What do we tell our employees, then? The news is fast-moving, and I’ve already revised this blog post twice in two days before posting, so nothing mentioned here should be considered irrefutable. But the fundamentals of disease containment are well-established, they’re not sexy, and they don’t differ for COVID-19 at this point compared to other infections. If you get sick, CDC recommends that you:

  1. Stay home except to get medical care.

  2. Separate yourself within the home from others, including pets.

  3. Wear a facemask if you’re forced to be around others, including pets.

  4. Cover your coughs and sneezes.

  5. Don’t touch your eyes or nose.

  6. Wash your hands for at least 20 seconds with soap and water. If you can’t get to soap and water, use a hand sanitizer with at least 60% alcohol.

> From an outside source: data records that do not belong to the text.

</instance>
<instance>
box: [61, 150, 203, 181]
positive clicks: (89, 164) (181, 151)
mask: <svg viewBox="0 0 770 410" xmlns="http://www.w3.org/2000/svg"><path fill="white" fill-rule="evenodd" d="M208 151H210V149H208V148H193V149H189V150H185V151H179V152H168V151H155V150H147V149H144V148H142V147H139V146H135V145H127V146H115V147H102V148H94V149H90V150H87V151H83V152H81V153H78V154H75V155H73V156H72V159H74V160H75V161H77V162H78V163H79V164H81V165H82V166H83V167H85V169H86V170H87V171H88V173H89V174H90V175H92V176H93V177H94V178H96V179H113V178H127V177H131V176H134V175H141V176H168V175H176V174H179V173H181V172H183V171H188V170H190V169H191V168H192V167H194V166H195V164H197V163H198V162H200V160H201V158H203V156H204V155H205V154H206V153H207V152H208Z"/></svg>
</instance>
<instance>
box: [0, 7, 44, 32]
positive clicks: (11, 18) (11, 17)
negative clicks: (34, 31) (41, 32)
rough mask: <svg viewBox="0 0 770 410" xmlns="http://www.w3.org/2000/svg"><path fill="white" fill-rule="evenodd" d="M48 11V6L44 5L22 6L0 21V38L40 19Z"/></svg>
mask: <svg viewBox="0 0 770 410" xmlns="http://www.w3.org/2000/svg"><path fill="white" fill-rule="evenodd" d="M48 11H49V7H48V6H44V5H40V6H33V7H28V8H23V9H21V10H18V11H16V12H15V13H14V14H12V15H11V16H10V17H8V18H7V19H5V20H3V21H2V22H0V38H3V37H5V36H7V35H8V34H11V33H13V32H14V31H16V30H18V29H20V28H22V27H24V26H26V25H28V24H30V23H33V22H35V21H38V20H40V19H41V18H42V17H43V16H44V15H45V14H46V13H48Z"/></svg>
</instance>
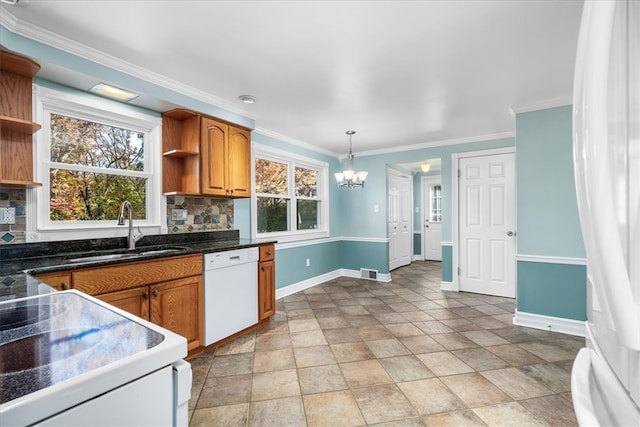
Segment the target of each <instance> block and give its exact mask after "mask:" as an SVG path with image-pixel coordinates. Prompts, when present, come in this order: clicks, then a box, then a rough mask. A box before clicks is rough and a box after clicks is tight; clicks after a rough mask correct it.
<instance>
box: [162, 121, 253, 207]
mask: <svg viewBox="0 0 640 427" xmlns="http://www.w3.org/2000/svg"><path fill="white" fill-rule="evenodd" d="M162 118H163V120H162V146H163V161H162V165H163V182H162V192H163V193H164V194H186V195H208V196H219V197H228V198H231V197H251V132H250V131H249V130H247V129H244V128H240V127H237V126H234V125H232V124H229V123H226V122H223V121H221V120H216V119H214V118H212V117H207V116H204V115H201V114H198V113H194V112H192V111H188V110H180V109H178V110H172V111H168V112H166V113H164V114H163V115H162Z"/></svg>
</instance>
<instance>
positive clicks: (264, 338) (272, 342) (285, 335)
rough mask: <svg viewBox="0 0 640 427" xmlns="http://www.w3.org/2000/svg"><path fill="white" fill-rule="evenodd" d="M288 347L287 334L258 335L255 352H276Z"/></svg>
mask: <svg viewBox="0 0 640 427" xmlns="http://www.w3.org/2000/svg"><path fill="white" fill-rule="evenodd" d="M288 347H291V335H289V332H286V333H278V334H265V335H259V336H258V337H257V338H256V348H255V349H256V351H265V350H278V349H281V348H288Z"/></svg>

THIS IS LIKELY THE BEST PIECE OF ADVICE WE HAVE.

  7. Don’t share household items.

  8. Clean all your “high-touch” surfaces, like counters and doorknobs, daily.

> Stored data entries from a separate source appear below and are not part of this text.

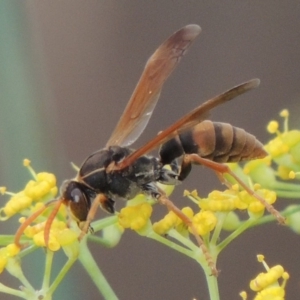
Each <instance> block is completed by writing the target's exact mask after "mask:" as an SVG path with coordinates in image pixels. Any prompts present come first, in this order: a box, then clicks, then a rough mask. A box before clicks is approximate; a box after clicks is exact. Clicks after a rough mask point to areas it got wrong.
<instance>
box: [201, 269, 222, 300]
mask: <svg viewBox="0 0 300 300" xmlns="http://www.w3.org/2000/svg"><path fill="white" fill-rule="evenodd" d="M201 266H202V267H203V265H201ZM204 273H205V278H206V282H207V287H208V291H209V298H210V300H220V294H219V286H218V278H217V277H216V276H213V275H211V270H210V269H209V268H208V269H207V270H205V271H204Z"/></svg>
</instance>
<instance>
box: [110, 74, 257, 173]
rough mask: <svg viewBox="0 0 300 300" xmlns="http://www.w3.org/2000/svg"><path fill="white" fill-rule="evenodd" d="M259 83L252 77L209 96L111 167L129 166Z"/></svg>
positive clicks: (201, 120) (193, 125)
mask: <svg viewBox="0 0 300 300" xmlns="http://www.w3.org/2000/svg"><path fill="white" fill-rule="evenodd" d="M259 83H260V80H259V79H252V80H249V81H247V82H245V83H242V84H240V85H237V86H235V87H233V88H231V89H230V90H228V91H226V92H225V93H223V94H220V95H218V96H216V97H214V98H211V99H210V100H207V101H206V102H204V103H203V104H201V105H200V106H198V107H196V108H195V109H194V110H192V111H191V112H189V113H188V114H186V115H185V116H184V117H182V118H181V119H179V120H178V121H177V122H175V123H174V124H173V125H171V126H170V127H168V128H167V129H166V130H164V131H162V132H160V133H159V134H158V135H157V136H156V137H155V138H154V139H152V140H150V141H149V142H148V143H147V144H145V145H144V146H143V147H141V148H139V149H138V150H136V151H134V152H133V153H132V154H130V155H129V156H127V157H126V158H125V159H124V160H123V161H121V162H120V163H119V164H118V165H115V166H113V167H112V169H113V170H121V169H124V168H126V167H128V166H130V165H131V164H132V163H133V162H134V161H135V160H136V159H138V158H139V157H141V156H142V155H145V154H147V153H149V152H150V151H152V150H154V149H155V148H157V147H158V146H160V145H161V144H163V143H165V142H166V141H168V140H169V139H171V138H173V137H174V136H176V135H177V134H179V133H181V132H182V131H184V130H188V129H189V128H192V127H193V126H195V125H196V124H198V123H200V122H202V121H203V120H204V119H205V118H206V117H207V115H208V113H209V111H210V110H211V109H213V108H214V107H216V106H218V105H220V104H223V103H225V102H227V101H229V100H231V99H233V98H235V97H237V96H238V95H241V94H243V93H245V92H247V91H249V90H251V89H254V88H256V87H258V86H259Z"/></svg>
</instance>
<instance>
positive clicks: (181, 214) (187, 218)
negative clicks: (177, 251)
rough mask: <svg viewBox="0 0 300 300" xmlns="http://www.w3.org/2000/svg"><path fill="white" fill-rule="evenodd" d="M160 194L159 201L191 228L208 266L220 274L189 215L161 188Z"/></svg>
mask: <svg viewBox="0 0 300 300" xmlns="http://www.w3.org/2000/svg"><path fill="white" fill-rule="evenodd" d="M159 192H160V194H157V195H156V199H157V201H159V202H160V203H161V204H163V205H165V206H166V207H167V208H168V210H170V211H172V212H174V213H175V214H176V216H177V217H179V218H180V219H181V220H182V221H183V222H184V223H185V224H186V225H187V226H188V227H189V228H191V230H192V233H193V235H194V237H195V239H196V241H197V243H198V245H199V247H200V249H201V250H202V253H203V255H204V257H205V259H206V261H207V264H208V266H209V267H210V269H211V274H212V275H214V276H218V274H219V271H218V270H217V268H216V264H215V262H214V261H213V258H212V257H211V255H210V253H209V250H208V249H207V247H206V245H205V244H204V242H203V240H202V238H201V237H200V235H199V234H198V232H197V230H196V228H195V226H194V225H193V223H192V220H191V219H190V218H189V217H187V216H186V215H185V214H184V213H183V212H182V211H181V210H180V209H179V208H178V207H177V206H176V205H175V204H174V203H173V202H172V201H171V200H170V199H169V198H168V197H167V196H166V195H165V194H164V193H163V191H161V190H159Z"/></svg>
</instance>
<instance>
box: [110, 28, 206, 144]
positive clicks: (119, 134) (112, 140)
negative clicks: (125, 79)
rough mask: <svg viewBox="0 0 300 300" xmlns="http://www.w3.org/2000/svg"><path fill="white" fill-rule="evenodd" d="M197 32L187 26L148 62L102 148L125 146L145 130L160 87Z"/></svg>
mask: <svg viewBox="0 0 300 300" xmlns="http://www.w3.org/2000/svg"><path fill="white" fill-rule="evenodd" d="M200 31H201V28H200V27H199V26H198V25H187V26H185V27H183V28H182V29H180V30H179V31H177V32H175V33H174V34H173V35H172V36H170V37H169V38H168V39H167V40H166V41H165V42H164V43H163V44H162V45H161V46H160V47H159V48H158V49H157V50H156V51H155V52H154V53H153V55H152V56H151V57H150V58H149V60H148V62H147V64H146V66H145V69H144V71H143V73H142V76H141V78H140V80H139V82H138V83H137V86H136V88H135V90H134V92H133V94H132V96H131V98H130V100H129V102H128V104H127V106H126V108H125V110H124V112H123V114H122V116H121V119H120V120H119V122H118V124H117V126H116V128H115V129H114V131H113V133H112V135H111V137H110V139H109V140H108V142H107V144H106V146H107V147H108V146H113V145H119V146H129V145H131V144H132V143H133V142H134V141H135V140H136V139H137V138H138V137H139V136H140V135H141V133H142V132H143V130H144V129H145V127H146V125H147V123H148V121H149V119H150V117H151V115H152V112H153V110H154V108H155V105H156V103H157V100H158V98H159V95H160V92H161V89H162V86H163V84H164V82H165V81H166V79H167V78H168V77H169V75H170V74H171V73H172V71H173V70H174V68H175V67H176V66H177V64H178V63H179V61H180V59H181V58H182V56H183V55H184V54H185V53H186V51H187V49H188V48H189V46H190V45H191V43H192V42H193V41H194V40H195V38H196V37H197V36H198V35H199V33H200Z"/></svg>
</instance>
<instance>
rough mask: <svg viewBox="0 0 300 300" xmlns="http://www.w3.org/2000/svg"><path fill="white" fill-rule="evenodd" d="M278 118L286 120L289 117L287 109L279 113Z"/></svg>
mask: <svg viewBox="0 0 300 300" xmlns="http://www.w3.org/2000/svg"><path fill="white" fill-rule="evenodd" d="M279 115H280V117H283V118H286V117H288V116H289V111H288V110H287V109H283V110H282V111H281V112H280V113H279Z"/></svg>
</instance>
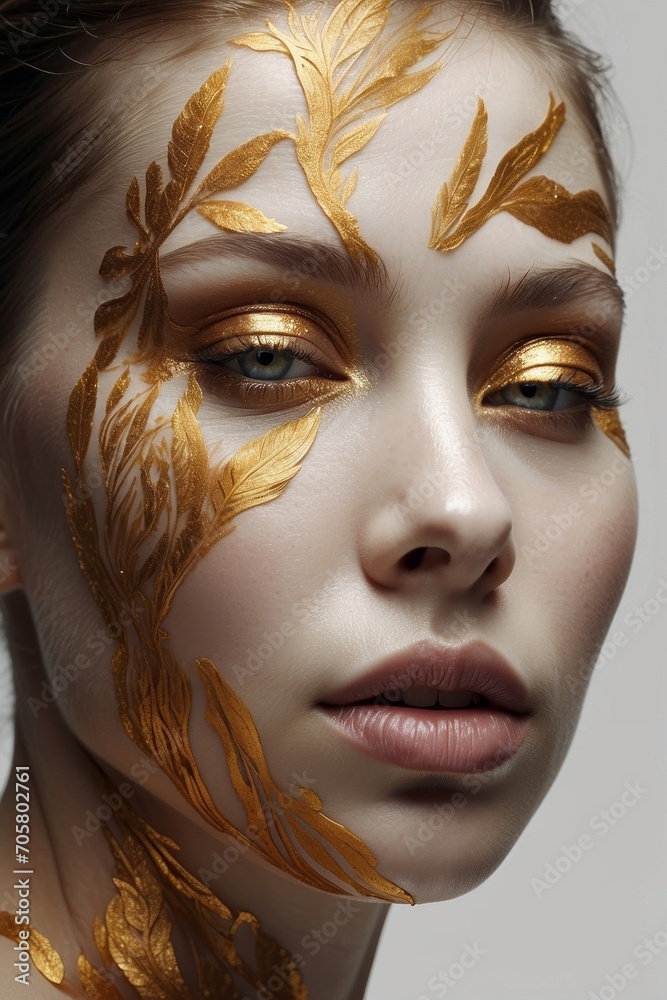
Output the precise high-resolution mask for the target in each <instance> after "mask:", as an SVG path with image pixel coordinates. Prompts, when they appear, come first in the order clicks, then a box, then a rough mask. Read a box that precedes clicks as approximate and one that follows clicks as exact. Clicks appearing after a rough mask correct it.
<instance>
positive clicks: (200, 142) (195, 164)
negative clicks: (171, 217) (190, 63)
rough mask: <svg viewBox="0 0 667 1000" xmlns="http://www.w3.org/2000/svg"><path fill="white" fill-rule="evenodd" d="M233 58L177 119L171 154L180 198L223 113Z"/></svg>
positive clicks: (167, 152)
mask: <svg viewBox="0 0 667 1000" xmlns="http://www.w3.org/2000/svg"><path fill="white" fill-rule="evenodd" d="M230 65H231V63H230V60H229V59H228V60H227V62H226V63H225V64H224V66H222V67H221V68H220V69H217V70H215V72H213V73H212V74H211V75H210V76H209V78H208V79H207V80H205V81H204V83H203V84H202V85H201V87H200V88H199V90H198V91H197V92H196V93H194V94H193V95H192V97H190V99H189V100H188V101H187V103H186V105H185V107H184V108H183V110H182V111H181V113H180V115H179V116H178V118H177V119H176V121H175V122H174V125H173V128H172V138H171V141H170V143H169V146H168V150H167V156H168V161H169V170H170V171H171V176H172V178H173V180H174V181H175V182H176V187H175V188H174V190H175V192H176V194H177V197H176V201H177V202H178V201H180V200H181V199H182V197H183V195H184V194H185V192H186V191H187V189H188V188H189V187H190V185H191V184H192V182H193V181H194V179H195V177H196V175H197V172H198V171H199V168H200V167H201V165H202V163H203V162H204V157H205V156H206V153H207V152H208V148H209V145H210V142H211V136H212V134H213V129H214V128H215V125H216V123H217V121H218V118H219V117H220V114H221V113H222V108H223V93H224V89H225V85H226V83H227V77H228V75H229V68H230Z"/></svg>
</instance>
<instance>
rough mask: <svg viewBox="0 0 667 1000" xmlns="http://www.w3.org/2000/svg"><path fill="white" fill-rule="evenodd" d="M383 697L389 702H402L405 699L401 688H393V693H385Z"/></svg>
mask: <svg viewBox="0 0 667 1000" xmlns="http://www.w3.org/2000/svg"><path fill="white" fill-rule="evenodd" d="M382 697H383V698H385V699H386V700H387V701H401V700H402V698H403V694H402V693H401V691H400V689H399V688H392V690H391V691H383V692H382Z"/></svg>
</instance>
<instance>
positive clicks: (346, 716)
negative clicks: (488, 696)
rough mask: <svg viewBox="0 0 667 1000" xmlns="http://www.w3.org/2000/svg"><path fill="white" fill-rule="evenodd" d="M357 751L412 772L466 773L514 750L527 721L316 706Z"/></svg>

  9. Once you are free from fever without using medications, free from symptoms including cough, and have had two negative sputum tests, CDC says you can be released from isolation.

If you’re around someone who is sick, CDC’s advice is the same: help the patient with basic needs to allow him or her to stay home, like groceries; monitor his symptoms, and if he’s getting sicker call his doctor; and wear a facemask and gloves when you interact or do laundry.

For businesses, CDC has similar interim guidance:

  1. Encourage sick employees to stay home.

  2. Separate and send home sick or coughing employees right away.

  3. Encourage good hand hygiene and cough/sneeze etiquette.

  4. Clean surfaces often.

  5. Check CDC Traveler’s Health Notices before traveling.

And for heaven’s sake, if you haven’t already had a vaccination against influenza, get one now. It is not too late. You are still far, far more likely to get sick or die from influenza than from COVID-19; influenza causes between 12,000 and 61,000 deaths per year in the United States, yet we can’t get much more than about 50% of people to get immunized in any given year.